Explained: Why the UK is Looking to AI for Cyber Defence

The UK Government is leveraging the rapid advancement of frontier AI models to strengthen national cyber defence capabilities, marking a significant shift in how AI is being deployed for security purposes.

With a £90m (US$118m) investment commitment aimed at securing the defences small and medium-sized businesses, the initiative comes as models like Anthropic's Claude Mythos Preview and OpenAI's GPT 5.4-Cyber demonstrate unprecedented capabilities in vulnerability detection at machine speed.

The potential implications of these AI systems being used adversarially could present substantial challenges for national security infrastructure.

"Today I'm making a call to action for leading AI companies and UK innovators to work with the UK Government to build AI cyber defence capabilities," says Dan Jarvis MBE, the UK's Security Minister.

"We've already made the UK a top destination for AI investment and want to take this work a step further in a generational endeavour to protect the UK from a new era of threats.

"This work sits alongside all the action we're taking, through the National Cyber Action Plan, to work with businesses and strengthen cybersecurity across the country."

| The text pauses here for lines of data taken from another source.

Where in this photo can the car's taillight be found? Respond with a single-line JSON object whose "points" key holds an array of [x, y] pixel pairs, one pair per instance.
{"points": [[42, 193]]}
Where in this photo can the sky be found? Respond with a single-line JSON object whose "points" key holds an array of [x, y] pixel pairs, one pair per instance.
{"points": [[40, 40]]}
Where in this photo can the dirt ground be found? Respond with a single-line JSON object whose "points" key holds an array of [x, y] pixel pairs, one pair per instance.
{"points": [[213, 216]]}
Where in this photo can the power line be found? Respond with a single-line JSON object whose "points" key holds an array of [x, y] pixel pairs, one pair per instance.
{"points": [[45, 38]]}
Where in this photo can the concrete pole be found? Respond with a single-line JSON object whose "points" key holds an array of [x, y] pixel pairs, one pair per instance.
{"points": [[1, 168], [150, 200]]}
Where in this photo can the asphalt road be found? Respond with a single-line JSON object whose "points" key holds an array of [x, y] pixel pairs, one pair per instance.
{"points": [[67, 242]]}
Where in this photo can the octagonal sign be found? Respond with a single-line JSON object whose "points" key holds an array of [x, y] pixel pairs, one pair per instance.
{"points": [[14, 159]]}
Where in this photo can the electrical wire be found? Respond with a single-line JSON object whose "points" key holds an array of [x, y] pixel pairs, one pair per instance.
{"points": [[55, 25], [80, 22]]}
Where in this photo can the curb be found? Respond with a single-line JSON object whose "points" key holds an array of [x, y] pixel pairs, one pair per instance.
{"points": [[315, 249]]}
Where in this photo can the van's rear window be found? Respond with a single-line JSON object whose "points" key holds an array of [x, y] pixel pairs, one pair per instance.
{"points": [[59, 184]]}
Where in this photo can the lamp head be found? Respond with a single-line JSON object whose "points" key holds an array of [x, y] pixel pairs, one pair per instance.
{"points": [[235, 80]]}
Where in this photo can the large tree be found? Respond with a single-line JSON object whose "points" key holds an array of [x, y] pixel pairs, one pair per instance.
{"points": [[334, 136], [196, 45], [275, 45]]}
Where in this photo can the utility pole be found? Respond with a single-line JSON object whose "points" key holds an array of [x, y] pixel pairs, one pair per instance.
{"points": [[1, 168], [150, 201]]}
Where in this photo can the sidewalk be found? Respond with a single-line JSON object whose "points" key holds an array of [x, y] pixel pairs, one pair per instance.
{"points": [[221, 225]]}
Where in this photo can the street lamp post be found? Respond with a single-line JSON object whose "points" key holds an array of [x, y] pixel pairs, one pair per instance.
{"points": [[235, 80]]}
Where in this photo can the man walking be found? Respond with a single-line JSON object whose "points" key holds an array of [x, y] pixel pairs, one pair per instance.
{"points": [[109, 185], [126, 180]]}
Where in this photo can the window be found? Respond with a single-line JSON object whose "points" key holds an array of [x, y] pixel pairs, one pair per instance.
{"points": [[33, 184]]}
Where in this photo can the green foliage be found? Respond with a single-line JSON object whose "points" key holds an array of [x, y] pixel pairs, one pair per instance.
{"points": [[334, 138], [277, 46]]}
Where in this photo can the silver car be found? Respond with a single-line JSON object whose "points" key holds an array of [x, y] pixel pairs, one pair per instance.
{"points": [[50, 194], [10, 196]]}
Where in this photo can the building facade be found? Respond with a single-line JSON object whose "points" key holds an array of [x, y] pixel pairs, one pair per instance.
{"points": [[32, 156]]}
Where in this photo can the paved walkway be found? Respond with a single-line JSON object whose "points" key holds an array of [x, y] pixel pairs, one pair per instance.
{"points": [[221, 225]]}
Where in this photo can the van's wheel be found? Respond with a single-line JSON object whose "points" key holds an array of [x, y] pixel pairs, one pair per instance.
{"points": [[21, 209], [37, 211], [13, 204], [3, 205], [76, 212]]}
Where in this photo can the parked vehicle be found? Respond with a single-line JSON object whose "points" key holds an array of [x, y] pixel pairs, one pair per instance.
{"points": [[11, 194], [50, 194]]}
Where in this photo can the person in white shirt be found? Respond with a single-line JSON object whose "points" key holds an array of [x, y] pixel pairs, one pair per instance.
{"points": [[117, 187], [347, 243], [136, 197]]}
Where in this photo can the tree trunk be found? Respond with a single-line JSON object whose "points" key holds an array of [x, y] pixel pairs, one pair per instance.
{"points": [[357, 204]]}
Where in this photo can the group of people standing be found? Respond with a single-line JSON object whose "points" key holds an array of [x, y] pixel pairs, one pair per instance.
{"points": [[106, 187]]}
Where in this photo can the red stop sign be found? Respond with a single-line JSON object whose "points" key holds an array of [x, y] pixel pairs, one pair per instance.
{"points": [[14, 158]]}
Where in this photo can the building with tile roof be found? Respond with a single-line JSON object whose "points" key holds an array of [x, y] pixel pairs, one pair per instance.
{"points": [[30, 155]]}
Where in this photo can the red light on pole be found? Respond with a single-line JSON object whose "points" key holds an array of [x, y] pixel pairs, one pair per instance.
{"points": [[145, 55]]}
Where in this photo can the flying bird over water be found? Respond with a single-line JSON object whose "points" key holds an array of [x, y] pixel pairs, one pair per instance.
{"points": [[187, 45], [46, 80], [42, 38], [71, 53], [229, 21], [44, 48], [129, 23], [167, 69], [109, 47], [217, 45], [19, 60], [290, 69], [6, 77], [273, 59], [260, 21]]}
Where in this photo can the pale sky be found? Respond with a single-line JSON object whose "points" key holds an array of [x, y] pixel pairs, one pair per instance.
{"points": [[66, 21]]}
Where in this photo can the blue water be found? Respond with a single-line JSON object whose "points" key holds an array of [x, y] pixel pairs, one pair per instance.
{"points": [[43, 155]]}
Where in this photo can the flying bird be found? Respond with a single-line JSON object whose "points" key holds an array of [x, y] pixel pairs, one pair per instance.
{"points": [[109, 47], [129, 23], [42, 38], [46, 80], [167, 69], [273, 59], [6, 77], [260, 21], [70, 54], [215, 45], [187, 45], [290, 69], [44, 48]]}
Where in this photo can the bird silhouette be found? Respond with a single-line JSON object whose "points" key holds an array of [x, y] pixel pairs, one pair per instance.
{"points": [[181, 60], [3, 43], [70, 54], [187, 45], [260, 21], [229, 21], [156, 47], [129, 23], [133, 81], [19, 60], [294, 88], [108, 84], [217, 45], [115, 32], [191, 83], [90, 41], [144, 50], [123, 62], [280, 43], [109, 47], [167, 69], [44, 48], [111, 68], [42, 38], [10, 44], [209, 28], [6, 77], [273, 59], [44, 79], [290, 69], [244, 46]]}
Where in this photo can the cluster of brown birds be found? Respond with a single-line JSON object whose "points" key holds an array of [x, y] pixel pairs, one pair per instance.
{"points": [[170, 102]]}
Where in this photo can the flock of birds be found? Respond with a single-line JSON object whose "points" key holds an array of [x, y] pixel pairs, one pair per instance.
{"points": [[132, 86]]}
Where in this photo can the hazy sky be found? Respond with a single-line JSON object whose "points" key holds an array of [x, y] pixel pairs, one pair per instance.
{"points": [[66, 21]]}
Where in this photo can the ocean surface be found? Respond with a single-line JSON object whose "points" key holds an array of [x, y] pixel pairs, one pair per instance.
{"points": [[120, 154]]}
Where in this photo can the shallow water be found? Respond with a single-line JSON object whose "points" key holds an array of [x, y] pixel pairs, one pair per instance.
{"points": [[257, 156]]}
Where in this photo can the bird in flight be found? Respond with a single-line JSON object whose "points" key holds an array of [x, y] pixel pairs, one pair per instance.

AI deployment for national security

The collaboration between public and private sectors represents what Jarvis describes as a "generational endeavour" that could enable the protection of critical national networks by autonomously identifying and addressing vulnerabilities at a speed and scale beyond human capability.

As hostile states increasingly deploy AI systems, the National Cyber Security Centre (NCSC) has observed a significant shift in threat patterns.

Security incidents managed by the NCSC more than doubled in 2025, highlighting the growing challenge posed by AI-enabled attacks.

"We know our adversaries will increasingly apply AI tooling," said Richard Horne, CEO of the NCSC, in his keynote speech at CYBERUK 2026.

"As we have seen in the media in recent days, frontier AI is rapidly enabling discovery and exploitation of existing vulnerabilities at scale.

"Illustrating how quickly it will expose where fundamentals of cyber security are still to be addressed, such as code shipped by tech producers with significant vulnerabilities, organisations that are not patching with the completeness or urgency they should or that are failing to grasp the nettle of replacing old legacy systems."

The government has also introduced a voluntary Cyber Resilience Pledge, inviting enterprises to commit to three "concrete actions" aimed at strengthening their security posture.

Balancing AI innovation with security

Industry response to the government's AI-focused security commitment has been cautiously optimistic.

According to Trevor Dearing, Director of Critical Infrastructure at Illumio, the initiative represents "a positive signal from [the] government", saying that "it is right to push cyber security into the boardroom". 

However, Trevor notes the complexity of the challenge. "Despite more spending, more tools and more people, the impact of cyber attacks keeps getting worse. That's because most security models still optimise for compliance and detection, not for limiting real‑world damage when breaches inevitably occur."

He adds that, while the Cyber Resilience Pledge could help establish direction, delivering consistent outcomes at scale requires focus on measurable returns through reduced risk and improved resilience.

Research suggests that organisations prioritising resilience experience lower breach costs, stronger customer trust and greater operational stability.

AI infrastructure and identity management

Ev Kontsevoy, CEO of Teleport, describes the government's call for collaboration in AI-driven cyber defence as a "step in the right direction" but emphasises the need for urgency.

"The speed of AI development is currently far outpacing the speed at which the traditional cybersecurity industry is responding," Ev explains.

"Building cyber resilience in the AI-age begins by establishing identity as the core part of infrastructure AI runs on, unifying all human and non-human identities into a single layer secured with cryptographic, hardware-backed trust and short-lived privileges.

"Only then can organisations truly enforce limits on what AI accesses and who receives this information."

The initiative highlights how frontier AI models are reshaping both the threat landscape and defensive capabilities, positioning artificial intelligence as a central component of modern security infrastructure.